F: Muitas empresas hoje buscam trazer talentos diversos. Você enxerga um ambiente diferente do que encontrou no início da carreira?

DT: O ambiente é completamente diferente, não tenho nem palavras para descrever a diferença. Não é mais incomum a gente ter pessoas diversas integrando as organizações nas categorias “de base”, pessoas que estão iniciando suas carreiras em posições mais júnior, e à medida que a gente vai subindo para a liderança está se tornando mais comum. Agora o que é sempre importante a gente ter em mente é o quanto existe pela frente, porque pode até ser que esteja melhor, mas está muito longe do ideal, os esforços de inclusão e diversidade estão somente começando.

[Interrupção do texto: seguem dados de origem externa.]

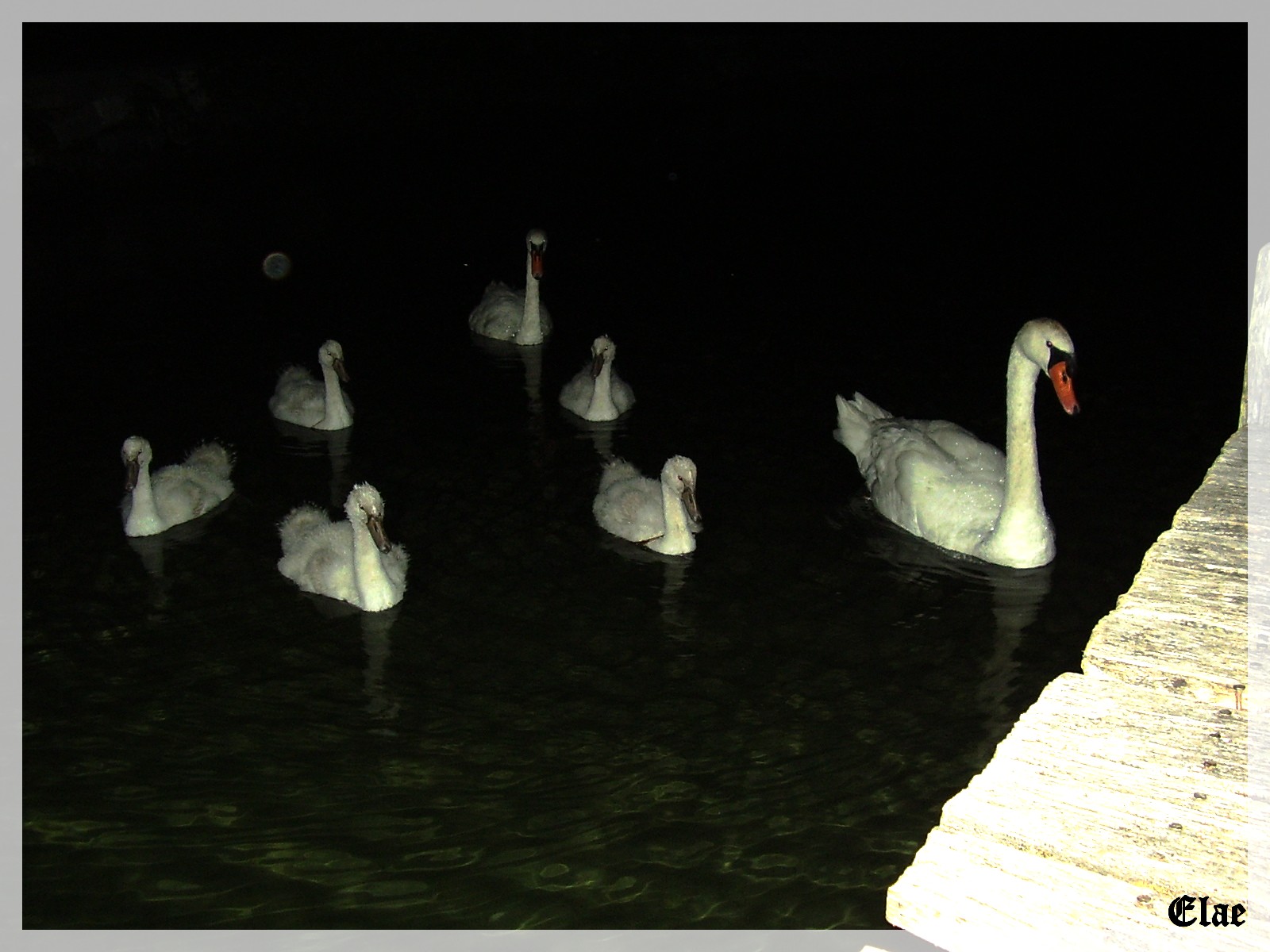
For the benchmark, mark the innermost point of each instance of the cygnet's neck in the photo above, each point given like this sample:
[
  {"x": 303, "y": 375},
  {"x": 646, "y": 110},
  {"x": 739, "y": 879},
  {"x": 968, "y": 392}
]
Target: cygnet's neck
[
  {"x": 602, "y": 406},
  {"x": 144, "y": 514},
  {"x": 374, "y": 589},
  {"x": 679, "y": 539},
  {"x": 336, "y": 412},
  {"x": 531, "y": 324}
]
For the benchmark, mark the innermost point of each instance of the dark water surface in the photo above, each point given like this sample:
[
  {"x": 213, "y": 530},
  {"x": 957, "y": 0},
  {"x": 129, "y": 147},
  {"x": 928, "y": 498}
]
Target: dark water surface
[{"x": 556, "y": 729}]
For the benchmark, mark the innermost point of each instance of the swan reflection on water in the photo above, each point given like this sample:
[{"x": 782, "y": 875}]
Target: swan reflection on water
[
  {"x": 152, "y": 551},
  {"x": 334, "y": 444},
  {"x": 381, "y": 702},
  {"x": 675, "y": 575},
  {"x": 518, "y": 359},
  {"x": 950, "y": 579}
]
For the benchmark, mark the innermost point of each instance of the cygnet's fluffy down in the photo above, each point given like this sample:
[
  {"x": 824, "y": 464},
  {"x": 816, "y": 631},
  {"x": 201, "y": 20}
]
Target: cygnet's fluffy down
[
  {"x": 516, "y": 315},
  {"x": 597, "y": 393},
  {"x": 175, "y": 494},
  {"x": 660, "y": 514},
  {"x": 318, "y": 404},
  {"x": 351, "y": 560}
]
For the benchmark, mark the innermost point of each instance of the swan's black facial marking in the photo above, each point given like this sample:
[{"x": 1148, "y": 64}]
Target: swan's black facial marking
[{"x": 1060, "y": 355}]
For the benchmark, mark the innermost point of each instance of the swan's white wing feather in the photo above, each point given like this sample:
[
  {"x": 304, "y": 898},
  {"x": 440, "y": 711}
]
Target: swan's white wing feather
[{"x": 499, "y": 311}]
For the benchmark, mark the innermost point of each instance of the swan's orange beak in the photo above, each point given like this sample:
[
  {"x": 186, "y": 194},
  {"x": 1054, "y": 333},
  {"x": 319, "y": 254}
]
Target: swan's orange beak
[{"x": 1064, "y": 389}]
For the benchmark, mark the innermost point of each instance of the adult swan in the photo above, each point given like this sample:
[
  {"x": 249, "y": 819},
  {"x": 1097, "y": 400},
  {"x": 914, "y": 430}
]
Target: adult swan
[
  {"x": 950, "y": 488},
  {"x": 516, "y": 315}
]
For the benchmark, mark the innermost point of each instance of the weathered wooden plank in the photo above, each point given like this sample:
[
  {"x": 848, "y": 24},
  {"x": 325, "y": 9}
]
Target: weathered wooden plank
[
  {"x": 1181, "y": 628},
  {"x": 1124, "y": 787},
  {"x": 1159, "y": 808},
  {"x": 969, "y": 892}
]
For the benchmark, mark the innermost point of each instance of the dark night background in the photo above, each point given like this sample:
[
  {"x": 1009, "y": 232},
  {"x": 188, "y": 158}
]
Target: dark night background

F: No Brasil, apenas 4% da população LGBTQIA+ ocupa vagas no mercado formal de trabalho. O que falta para de fato inserir essas pessoas, e especialmente pessoas trans? 

DT: A inclusão da pessoa trans vai além da inclusão no âmbito corporativo. É uma população que ainda discute a integração de direitos humanos básicos. Reflita tudo isso ao longo da vida escolar da pessoa, do âmbito de formação acadêmica, como se dão as relações familiares das pessoas trans. E aí chega o momento de ingressar numa organização, como a gente vai falar de uma competição em igualdade de alguém que precisou enfrentar um universo completamente distinto em termos de direitos humanos? Atuar em prol da inclusão da pessoa trans no mercado de trabalho vai exigir toda uma reflexão da própria inclusão dessa pessoa no social. É algo urgente e que diz respeito a todos nós, e não só a um grupo. 

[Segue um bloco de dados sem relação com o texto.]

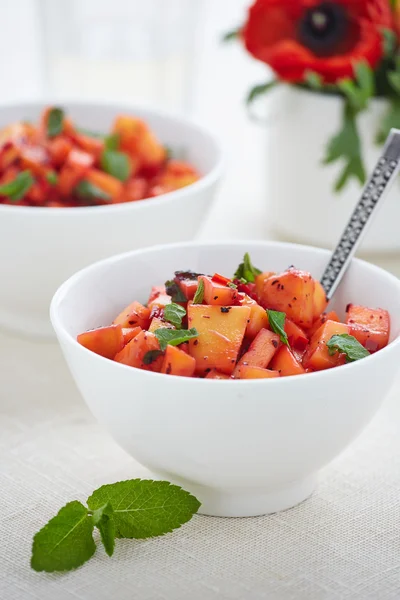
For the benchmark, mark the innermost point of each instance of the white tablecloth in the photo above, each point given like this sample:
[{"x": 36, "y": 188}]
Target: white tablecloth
[{"x": 342, "y": 543}]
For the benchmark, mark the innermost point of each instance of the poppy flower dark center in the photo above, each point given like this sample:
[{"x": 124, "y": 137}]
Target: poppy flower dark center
[{"x": 323, "y": 29}]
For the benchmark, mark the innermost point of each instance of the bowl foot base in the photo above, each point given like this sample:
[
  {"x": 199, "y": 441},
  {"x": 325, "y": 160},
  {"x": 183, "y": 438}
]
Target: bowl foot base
[{"x": 217, "y": 503}]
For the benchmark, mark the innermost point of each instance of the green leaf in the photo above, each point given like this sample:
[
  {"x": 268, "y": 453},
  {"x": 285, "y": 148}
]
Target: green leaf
[
  {"x": 199, "y": 295},
  {"x": 66, "y": 542},
  {"x": 116, "y": 164},
  {"x": 346, "y": 146},
  {"x": 55, "y": 122},
  {"x": 394, "y": 80},
  {"x": 389, "y": 121},
  {"x": 103, "y": 519},
  {"x": 277, "y": 324},
  {"x": 88, "y": 191},
  {"x": 174, "y": 337},
  {"x": 246, "y": 270},
  {"x": 173, "y": 289},
  {"x": 145, "y": 508},
  {"x": 111, "y": 142},
  {"x": 151, "y": 356},
  {"x": 259, "y": 90},
  {"x": 52, "y": 177},
  {"x": 174, "y": 313},
  {"x": 233, "y": 34},
  {"x": 389, "y": 41},
  {"x": 18, "y": 187},
  {"x": 313, "y": 80},
  {"x": 348, "y": 345}
]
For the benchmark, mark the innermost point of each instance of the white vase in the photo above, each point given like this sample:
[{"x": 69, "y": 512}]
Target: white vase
[{"x": 304, "y": 208}]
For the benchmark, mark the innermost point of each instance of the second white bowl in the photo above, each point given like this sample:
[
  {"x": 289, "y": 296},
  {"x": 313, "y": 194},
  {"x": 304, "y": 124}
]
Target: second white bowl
[{"x": 41, "y": 247}]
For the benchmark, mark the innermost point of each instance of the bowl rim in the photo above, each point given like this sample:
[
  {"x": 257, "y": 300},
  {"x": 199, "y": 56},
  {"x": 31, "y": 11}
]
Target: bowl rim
[
  {"x": 61, "y": 332},
  {"x": 203, "y": 183}
]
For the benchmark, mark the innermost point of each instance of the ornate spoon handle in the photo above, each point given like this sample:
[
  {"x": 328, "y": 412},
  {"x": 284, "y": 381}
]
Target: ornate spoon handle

F: Quais os benefícios de construir carreira numa mesma empresa, como você fez?

DT: Acho que o benefício principal é a gente ser bastante conhecida. Ao longo de muitos anos você adquire muitos dos valores da organização e lida com o território que lhe é familiar. Ao mesmo tempo, em uma empresa do âmbito e dimensão como uma KPMG, as oportunidades são plenas. Eu trabalhei no Brasil, em São Paulo, em Nova York, tive muita participação em Londres também. Você acaba trabalhando em diferentes culturas, realidades, práticas de trabalho e isso agrega muito para a sua carreira. Eu sempre me senti muito desafiada ao longo da minha carreira no sentido de aprender, agregar, começar de novo e experimentar novas realidades. Então uma empresa que oferece esse universo de oportunidades acaba beneficiando aqueles que desenvolvem uma carreira de longo prazo.

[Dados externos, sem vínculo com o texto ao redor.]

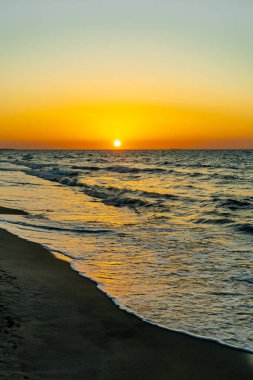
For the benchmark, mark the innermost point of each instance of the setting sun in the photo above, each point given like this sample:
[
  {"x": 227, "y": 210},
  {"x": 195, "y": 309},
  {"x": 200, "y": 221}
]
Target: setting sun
[{"x": 117, "y": 143}]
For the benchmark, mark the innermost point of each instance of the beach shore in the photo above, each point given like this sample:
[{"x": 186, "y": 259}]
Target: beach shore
[{"x": 56, "y": 324}]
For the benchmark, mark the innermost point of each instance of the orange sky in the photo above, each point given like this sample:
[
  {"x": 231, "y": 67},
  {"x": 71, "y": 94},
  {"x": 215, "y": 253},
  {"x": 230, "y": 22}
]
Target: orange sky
[{"x": 165, "y": 76}]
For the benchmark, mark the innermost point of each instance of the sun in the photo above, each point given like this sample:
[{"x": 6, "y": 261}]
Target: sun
[{"x": 117, "y": 143}]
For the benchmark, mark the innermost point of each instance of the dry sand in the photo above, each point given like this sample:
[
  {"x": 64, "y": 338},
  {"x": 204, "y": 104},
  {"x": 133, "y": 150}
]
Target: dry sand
[{"x": 57, "y": 325}]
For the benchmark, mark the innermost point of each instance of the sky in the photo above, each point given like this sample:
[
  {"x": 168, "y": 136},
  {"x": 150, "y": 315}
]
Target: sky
[{"x": 156, "y": 74}]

F: Você é sócia de uma das maiores consultorias do mundo, tem quatro pós-graduações e é também maquiadora. Como você enxerga a relação entre o pessoal e o profissional na sua vida?

DT: Era muito difícil para mim ser uma pessoa no trabalho e uma pessoa na vida pessoal – não raro isso acarretou no meu adoecimento no final dos 20 anos. Eu acho que a gente é uma pessoa só e isso está ficando cada vez mais claro para todo mundo. O gerenciamento de tempo é algo complexo e envolve muita disciplina. Eu, pessoalmente, gosto muito de fazer atividade física, costumo ir antes do trabalho e à noite também. Muitas vezes me perguntam, ‘qual é o segredo de gerenciar esses dois universos de uma forma exitosa?’, e eu falo que envolve a disciplina de determinar aquilo que você quer fazer e lutar por isso, porque sempre vai existir um caminho mais fácil.